I agree with Ben's post that this kind a system has been tried many times
and produced very little.  How can a collection of "Cats have claws;  Kitty
is a cat;  therefore Kitty has claws." relate cat and kitty and that kitty
is slang and normally used for a young cat.  A database of this type seems
to be like the Chinese room dilemma where even if you got something that
looked intelligent out of the system, you know for a fact that no
intelligence exists.  To know that a cat is a mammal as are people and dogs
can only be had by a huge collection of interrelated models that show the
relationships, properties, abilities etc of all of these things.  Such
models could be automatically created (probably) by using this kind of
information tidbits that you suggest but the process would be very messy and
the size of database would be enormous.  It would be like the AI trying to
find the rules and relations of things out of a huge pile of word facts.
Why not just build the rules and relationships into the AI from the
beginning, populating the models with relevant facts as you go.  This could
be done with much less labor by using the AI itself to build the models by
using higher and higher levels of teaching methods by multiple individuals.

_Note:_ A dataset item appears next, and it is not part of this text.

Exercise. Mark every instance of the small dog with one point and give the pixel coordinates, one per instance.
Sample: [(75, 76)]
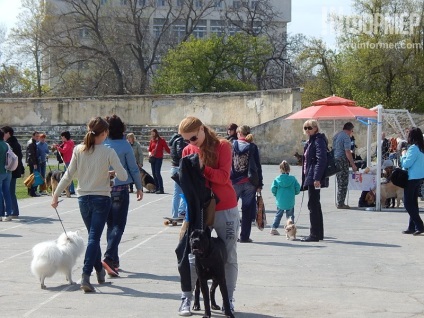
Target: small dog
[(147, 181), (52, 256), (53, 179), (299, 158), (211, 257), (290, 230)]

Computer languages use a strict subset of English to populate their syntax.
People use English to communicate with each other.  Why would we want to use
a new language like Lojban when we already use subsets of English with
computers?  Why does an arbitrary English sentence have to be unambiguous?
Most of the time this isn't a problem for English language people and where
it might be a problem why couldn't it just be clarified the same as we
humans do all the time?  The teachers of the AI could intentionally use an
unambiguous subset of English and gradually use more and more sophisticated
sentences as the intelligence of the AI progressed.  Isn't this what we do
with children as they grow up?  Most people verify they understand
instructions given to them before them actually act on those instructions
and potential misunderstandings are normally avoided.  Why can't we do the
same with an AI?  Adding an additional language won't  eliminate the need
for the humans using English or the computer using it's English subset
language.  Whatever the ambiguity problem is between humans and computers,
will only be transported to between the human and the new language for no
net benefit.

David Clark

----- Original Message ----- 
From: "Benjamin Goertzel" <[EMAIL PROTECTED]>
To: <agi@v2.listbox.com>
Sent: Thursday, January 18, 2007 1:28 PM
Subject: Re: [agi] Project proposal: MindPixel 2


> YKY, this kind of thing has been tried many dozens of times in the
> history of AI.
>
> It does not lead to interesting results!  Alas...
>
> The key problem is that you can't feasibly encode enough facts to
> allow interesting commonsense inferences -- commonsense inference
> seems to require a very massive store of highly uncertain
> knowledge-items, rather than a small store of certain ones.
>
> BTW the rule
>
>  "if X is-a Y and Z(Y), then Z(X)".
>
> exists (in a slightly different form) in Novamente and many other
> inference systems...
>
> I feel like you are personally rediscovering GOFAI, the kind of AI
> that I read about in textbooks when I first started exploring the
> field in the early 1980's!!!!
>
> Ben G
>
> > Thanks for the tips.  My idea is quite simple, slightly innovative, but
not
> > groundbreaking.  Basically, I want to collect a knowledgebase of facts
as
> > well as rules.  Facts are like "water is wet" etc.  The rules I explain
> > with this example:  "Cats have claws;  Kitty is a cat;  therefore Kitty
has
> > claws."  Here is an implicit rule that says "if X is-a Y and Z(Y), then
> > Z(X)".  I call rules like this the "Rules of Thought".  They are not
logical
> > tautologies but they express some common thought patterns.
> >
> > My theory is that if we collect a bunch of these rules, add a database
> > of common sense facts, and add a rule-based FOPL inference engine (which
may
> > be enhanced with eg Pei Wang's numerical logic), then we have a common
sense
> > reasoner.  That's what I'm trying to build as a first-stage AGI.
> >
> > If it does work, there may be some commercial applications for such a
> > reasoner.  Also it would serve as the base to build a full AGI capable
of
> > machine learning etc (I have crudely worked out the long-term plan).
> >
> > So, is this a good business idea?